401k Plans

Investing in a 401(k) plan is the most simple and effective way to grow your nest egg. Most companies offer 401(k) plans to their employees. If your employer matches contributions, set a goal to contribute equal to your employer’s maximum match, generally 6% of your compensation.

If your employer doesn’t match, 401(k) plans are still a great way to get the tax deduction benefits with each paycheck deferral and gain access to a wide variety of investment options. One exception – if your employer does not match, and you plan to contribute less than $7,000, an IRA may be the better choice. Check out the IRA section here.

Contribution Limits

Start with 6% of your salary. If you can afford more, do it, especially if your company offers an employer match. If you can’t afford 6%, start with $50 or $100 per month.
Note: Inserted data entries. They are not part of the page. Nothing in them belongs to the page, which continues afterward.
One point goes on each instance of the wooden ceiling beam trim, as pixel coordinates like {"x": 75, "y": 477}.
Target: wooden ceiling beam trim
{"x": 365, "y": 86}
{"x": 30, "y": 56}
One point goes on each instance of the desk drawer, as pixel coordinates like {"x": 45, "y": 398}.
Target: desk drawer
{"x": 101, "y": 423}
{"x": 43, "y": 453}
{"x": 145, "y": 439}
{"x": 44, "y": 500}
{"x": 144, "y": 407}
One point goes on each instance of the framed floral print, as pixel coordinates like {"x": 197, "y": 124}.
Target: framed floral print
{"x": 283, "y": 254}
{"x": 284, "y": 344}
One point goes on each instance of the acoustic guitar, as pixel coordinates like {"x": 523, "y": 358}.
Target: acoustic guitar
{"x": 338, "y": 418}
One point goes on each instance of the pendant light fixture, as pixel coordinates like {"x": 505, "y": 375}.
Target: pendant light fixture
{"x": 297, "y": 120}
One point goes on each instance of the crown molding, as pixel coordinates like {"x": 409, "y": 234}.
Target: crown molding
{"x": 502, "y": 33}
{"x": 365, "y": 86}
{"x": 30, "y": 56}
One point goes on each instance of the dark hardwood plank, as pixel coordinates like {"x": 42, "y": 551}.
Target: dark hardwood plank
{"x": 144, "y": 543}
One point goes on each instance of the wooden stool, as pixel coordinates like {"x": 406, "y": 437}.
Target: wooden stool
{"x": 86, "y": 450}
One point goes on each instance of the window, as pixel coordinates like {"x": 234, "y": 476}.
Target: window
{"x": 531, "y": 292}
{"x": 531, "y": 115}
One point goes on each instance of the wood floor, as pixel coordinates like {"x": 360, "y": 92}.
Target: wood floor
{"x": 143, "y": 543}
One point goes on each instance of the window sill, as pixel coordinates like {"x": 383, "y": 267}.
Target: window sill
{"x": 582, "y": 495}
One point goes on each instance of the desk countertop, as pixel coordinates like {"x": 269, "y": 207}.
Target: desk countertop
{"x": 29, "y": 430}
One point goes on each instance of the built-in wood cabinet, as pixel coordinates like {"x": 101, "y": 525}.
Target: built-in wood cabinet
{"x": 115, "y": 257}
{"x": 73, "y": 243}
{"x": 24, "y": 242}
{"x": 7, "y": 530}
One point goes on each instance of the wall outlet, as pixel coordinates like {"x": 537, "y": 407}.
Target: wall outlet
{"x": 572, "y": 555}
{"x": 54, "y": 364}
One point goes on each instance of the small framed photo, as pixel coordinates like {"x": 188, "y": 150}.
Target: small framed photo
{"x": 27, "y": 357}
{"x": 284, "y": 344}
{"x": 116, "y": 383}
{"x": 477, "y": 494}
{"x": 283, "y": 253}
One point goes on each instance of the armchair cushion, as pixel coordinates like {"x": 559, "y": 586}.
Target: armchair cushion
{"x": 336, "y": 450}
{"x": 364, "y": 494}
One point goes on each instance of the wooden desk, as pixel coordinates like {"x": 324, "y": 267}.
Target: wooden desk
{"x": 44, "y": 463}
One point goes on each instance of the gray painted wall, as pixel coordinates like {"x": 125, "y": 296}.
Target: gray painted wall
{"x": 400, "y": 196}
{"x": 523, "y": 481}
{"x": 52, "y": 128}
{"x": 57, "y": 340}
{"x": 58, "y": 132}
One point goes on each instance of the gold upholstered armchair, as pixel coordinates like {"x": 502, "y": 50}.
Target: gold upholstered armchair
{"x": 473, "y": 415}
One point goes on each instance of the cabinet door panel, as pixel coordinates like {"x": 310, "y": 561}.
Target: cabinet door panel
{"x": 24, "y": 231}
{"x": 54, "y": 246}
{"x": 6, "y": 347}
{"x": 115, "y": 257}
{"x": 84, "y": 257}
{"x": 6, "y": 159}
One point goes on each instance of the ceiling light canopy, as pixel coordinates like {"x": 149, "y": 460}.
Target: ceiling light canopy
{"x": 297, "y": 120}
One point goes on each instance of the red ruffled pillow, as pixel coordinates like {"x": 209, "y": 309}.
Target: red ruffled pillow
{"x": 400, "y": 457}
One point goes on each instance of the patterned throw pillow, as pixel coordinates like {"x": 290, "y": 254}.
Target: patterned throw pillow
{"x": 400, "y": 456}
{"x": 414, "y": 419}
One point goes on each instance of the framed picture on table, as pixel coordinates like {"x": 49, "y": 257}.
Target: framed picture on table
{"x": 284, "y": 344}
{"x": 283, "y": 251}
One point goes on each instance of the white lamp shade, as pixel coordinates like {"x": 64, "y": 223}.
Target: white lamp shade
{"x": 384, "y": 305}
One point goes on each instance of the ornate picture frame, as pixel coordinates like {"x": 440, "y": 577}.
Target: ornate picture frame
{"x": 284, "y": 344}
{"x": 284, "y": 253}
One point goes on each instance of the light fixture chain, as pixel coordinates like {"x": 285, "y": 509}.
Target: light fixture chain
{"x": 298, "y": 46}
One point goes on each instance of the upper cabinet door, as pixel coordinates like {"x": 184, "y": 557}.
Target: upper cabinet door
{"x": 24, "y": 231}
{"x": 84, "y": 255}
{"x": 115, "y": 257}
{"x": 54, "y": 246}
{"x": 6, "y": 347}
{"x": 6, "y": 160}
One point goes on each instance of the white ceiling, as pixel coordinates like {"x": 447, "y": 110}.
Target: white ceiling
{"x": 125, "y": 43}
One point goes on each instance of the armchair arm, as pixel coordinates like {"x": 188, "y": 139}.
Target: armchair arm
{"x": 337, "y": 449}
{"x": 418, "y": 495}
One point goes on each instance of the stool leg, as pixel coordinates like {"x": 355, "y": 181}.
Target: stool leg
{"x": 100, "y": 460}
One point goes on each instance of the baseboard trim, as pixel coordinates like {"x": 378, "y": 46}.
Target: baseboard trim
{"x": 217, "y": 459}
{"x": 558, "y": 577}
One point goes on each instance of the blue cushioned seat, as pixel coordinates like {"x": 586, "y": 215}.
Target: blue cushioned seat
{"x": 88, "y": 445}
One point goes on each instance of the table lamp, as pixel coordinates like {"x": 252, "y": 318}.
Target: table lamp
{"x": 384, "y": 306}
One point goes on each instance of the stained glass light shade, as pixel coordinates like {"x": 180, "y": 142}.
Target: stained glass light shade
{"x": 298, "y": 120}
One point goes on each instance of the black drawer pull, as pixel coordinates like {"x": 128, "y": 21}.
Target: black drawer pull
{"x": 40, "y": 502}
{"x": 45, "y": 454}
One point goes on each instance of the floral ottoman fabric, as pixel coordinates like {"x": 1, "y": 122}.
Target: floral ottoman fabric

Whatever you can. The IRS increased the maximum employee 401(k) contribution limit to $23,500 per year for 2025, an increase from $23,000 in 2024. Additional contributions can be made if you are age 50 or older. For 2025, that number remains at $7,500.

Traditional vs Roth

The biggest difference between a Roth and a traditional 401(k) is how and when you get a tax break: The tax advantage of a traditional 401(k) is that your contributions are tax-deductible in the year they are made. The tax advantage of a Roth 401(k) is that your withdrawals in retirement are not taxed.

Tough call. If you are just starting your career or find yourself in a lower tax bracket, go with a Roth to get the benefit of tax free compunding growth. Otherwise, select a traditional or do a mix of both traditional and Roth.